There are similar applications for regular chain group $\Gamma \left(G\right)$. For an Abelian group A and a mapping $\epsilon :E\setminus E\left(T\right)\to A$, there is a homomorphism $\psi :\Gamma \left(G\right)\to A$ such that $\psi \left(c_{T,e}\right)=\epsilon \left(e\right)$ for $e\in E\setminus E\left(T\right)$. By Theorem 1, ${\alpha }_{\Gamma \left(G\right),\psi }$ induces polynomial $p(M\left(G\right),{\alpha }_{\Gamma \left(G\right),\psi };k)$ such that $|A_{\psi }\left[\Gamma \left(G\right)\right]|=p(M\left(G\right),{\alpha }_{\Gamma \left(G\right),\psi };\left|A\right|)$. We are not aware of whether the general form of this polynomial has been studied somewhere in the literature. But, if ${\epsilon }_0\left(e\right)=0$ for each $e\in E\setminus E\left(T\right)$, then ${\epsilon }_0$ indicates an homomorphism ${\psi }_0$ such that ${\psi }_0\left(f\right)=0$ for each $f\in \Gamma \left(G\right)$ and $p(M\left(G\right),{\alpha }_{\Gamma \left(G\right),{\psi }_0};k)$ is the tension polynomial of G, the nontrivial divisor of the chromatic polynomial of G (see cf. [17,18,25]).

Example 2.

Let H be a graph consisting from parallel edges $e_1,\cdots ,e_6$ joining two vertices $u_1,u_2$. Clearly, H is the dual graph of planar graph C from Example 1 and $\Gamma \left(H\right)$ coincides with $\Delta \left(C\right)$. Let $T^{\prime }$ be the spanning forest of H such that $E\left(T^{\prime }\right)=\left\{e_6\right\}$. Consider an orientation of H such that $e_i$ has its initial end in $u_i$, $i=1,\cdots ,6$, and mappings ε, ${\epsilon }^{\prime }$ from $E\left(H\right)\setminus E\left(T^{\prime }\right)$ to ${\mathbb{Z}}_5$ that coincide with ι, ${\iota }^{\prime }$, respectively. By applying duality, we can conclude that ψ and ${\psi }^{\prime }$ from Example 1 can be considered as homomorphisms from $\Gamma \left(H\right)$ to ${\mathbb{Z}}_5$ such that $\psi \left(c_{T^{\prime },e}\right)=\epsilon \left(e\right)$ and ${\psi }^{\prime }\left(c_{T^{\prime },e}\right)={\epsilon }^{\prime }\left(e\right)$ for each $e\in E\left(H\right)\setminus E\left(T^{\prime }\right)$. Thus, by Example 1, ${\alpha }_{\Gamma \left(H\right),\psi }={\alpha }_{\Gamma \left(H\right),{\psi }^{\prime }}$, where by Theorem 1, ${\left({\mathbb{Z}}_5\right)}_{\psi }\left[\Gamma \left(H\right)\right]={\left({\mathbb{Z}}_5\right)}_{{\psi }^{\prime }}\left[\Gamma \left(H\right)\right]$.

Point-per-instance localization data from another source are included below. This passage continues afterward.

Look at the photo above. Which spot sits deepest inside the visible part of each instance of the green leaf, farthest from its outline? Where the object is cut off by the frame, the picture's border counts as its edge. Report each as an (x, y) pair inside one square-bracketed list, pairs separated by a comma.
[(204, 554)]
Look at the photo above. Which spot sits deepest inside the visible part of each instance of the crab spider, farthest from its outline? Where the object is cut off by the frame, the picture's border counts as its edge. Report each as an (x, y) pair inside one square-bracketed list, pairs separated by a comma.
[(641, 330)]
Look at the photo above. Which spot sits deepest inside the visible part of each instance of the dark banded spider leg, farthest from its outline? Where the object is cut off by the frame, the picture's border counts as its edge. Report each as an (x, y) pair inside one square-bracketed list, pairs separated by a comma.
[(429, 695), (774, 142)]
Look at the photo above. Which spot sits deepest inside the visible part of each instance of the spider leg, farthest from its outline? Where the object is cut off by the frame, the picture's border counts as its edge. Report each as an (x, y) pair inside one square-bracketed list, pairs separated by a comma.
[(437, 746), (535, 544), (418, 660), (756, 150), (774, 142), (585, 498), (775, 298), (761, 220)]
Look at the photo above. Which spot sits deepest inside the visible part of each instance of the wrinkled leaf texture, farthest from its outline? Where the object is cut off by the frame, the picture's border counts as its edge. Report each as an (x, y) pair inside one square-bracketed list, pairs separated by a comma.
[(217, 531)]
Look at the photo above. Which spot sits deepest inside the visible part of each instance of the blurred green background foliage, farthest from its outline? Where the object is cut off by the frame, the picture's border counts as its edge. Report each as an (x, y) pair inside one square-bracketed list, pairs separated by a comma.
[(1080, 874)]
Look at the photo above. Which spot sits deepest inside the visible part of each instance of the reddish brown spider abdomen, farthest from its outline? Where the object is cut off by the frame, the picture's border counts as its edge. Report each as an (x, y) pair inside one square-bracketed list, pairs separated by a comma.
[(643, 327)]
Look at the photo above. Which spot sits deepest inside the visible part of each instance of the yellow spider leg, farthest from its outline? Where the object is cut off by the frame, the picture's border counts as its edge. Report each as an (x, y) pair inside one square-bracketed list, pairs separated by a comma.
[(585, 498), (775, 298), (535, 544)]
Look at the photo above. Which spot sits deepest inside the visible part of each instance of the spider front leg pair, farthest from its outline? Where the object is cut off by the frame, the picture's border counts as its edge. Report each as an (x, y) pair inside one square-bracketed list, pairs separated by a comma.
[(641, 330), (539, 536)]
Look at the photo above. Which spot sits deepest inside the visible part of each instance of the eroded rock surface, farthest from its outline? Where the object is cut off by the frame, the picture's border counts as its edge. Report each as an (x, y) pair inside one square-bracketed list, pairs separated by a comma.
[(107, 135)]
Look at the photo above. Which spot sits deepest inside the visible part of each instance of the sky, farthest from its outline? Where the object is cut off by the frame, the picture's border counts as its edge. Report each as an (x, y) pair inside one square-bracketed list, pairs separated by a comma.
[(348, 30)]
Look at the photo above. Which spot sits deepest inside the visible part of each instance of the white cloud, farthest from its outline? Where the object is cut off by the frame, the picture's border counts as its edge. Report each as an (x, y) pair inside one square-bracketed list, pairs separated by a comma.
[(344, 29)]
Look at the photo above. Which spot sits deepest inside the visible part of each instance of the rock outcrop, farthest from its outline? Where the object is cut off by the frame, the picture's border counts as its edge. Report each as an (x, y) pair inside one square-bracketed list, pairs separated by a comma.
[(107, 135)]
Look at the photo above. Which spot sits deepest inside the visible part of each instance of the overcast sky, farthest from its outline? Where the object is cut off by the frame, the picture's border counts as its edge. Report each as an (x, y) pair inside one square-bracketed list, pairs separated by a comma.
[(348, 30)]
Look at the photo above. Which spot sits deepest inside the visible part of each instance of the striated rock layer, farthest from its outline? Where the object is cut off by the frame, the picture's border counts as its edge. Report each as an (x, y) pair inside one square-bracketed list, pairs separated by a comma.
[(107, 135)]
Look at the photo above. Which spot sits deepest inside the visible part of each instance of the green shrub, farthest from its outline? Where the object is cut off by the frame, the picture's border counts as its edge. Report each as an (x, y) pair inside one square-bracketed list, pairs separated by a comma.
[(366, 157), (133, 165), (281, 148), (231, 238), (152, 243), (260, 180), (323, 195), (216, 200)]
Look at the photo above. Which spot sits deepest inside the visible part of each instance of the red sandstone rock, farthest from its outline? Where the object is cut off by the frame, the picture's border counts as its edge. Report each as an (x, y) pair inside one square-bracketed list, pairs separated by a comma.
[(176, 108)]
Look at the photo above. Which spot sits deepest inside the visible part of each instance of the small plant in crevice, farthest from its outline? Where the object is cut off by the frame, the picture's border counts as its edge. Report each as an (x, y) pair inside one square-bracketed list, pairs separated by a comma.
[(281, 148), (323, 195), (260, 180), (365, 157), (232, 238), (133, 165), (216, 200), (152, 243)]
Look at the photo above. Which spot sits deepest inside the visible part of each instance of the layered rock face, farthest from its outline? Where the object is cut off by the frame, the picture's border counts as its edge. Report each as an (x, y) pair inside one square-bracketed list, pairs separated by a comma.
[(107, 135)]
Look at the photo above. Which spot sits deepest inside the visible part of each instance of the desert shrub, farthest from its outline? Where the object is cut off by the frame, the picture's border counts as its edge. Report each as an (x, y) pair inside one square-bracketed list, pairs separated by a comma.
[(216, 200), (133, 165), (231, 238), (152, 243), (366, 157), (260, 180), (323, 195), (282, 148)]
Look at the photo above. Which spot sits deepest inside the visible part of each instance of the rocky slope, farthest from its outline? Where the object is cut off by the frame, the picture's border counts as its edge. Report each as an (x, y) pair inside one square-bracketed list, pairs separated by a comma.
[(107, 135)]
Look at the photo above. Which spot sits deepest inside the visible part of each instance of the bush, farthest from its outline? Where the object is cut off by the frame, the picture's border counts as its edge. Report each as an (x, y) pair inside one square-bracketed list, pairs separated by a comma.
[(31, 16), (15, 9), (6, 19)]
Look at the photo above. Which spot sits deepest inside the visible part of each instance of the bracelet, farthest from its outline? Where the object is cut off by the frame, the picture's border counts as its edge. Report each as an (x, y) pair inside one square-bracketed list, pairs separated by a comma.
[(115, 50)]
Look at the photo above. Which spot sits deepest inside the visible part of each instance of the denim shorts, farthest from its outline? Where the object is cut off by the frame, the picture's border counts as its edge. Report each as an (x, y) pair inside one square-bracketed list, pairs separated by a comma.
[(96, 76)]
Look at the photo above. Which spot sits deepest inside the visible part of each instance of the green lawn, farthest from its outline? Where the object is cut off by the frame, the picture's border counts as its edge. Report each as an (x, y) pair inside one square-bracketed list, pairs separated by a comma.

There are possibilities for future research regarding this topic. We can study relations of the assigning polynomials with the Möbius functions, as were studied for characteristic polynomials in [18]. It would be of some interest to study integral variants of $(N,\psi )$-chains and assigning polynomials in a similar way as presented in [3,4] for regular chain groups and characteristic polynomials. Another direction can be the study of dichromatic variants of the chain polynomials that are analogous to the Tutte polynomials (see cf. [10,17]).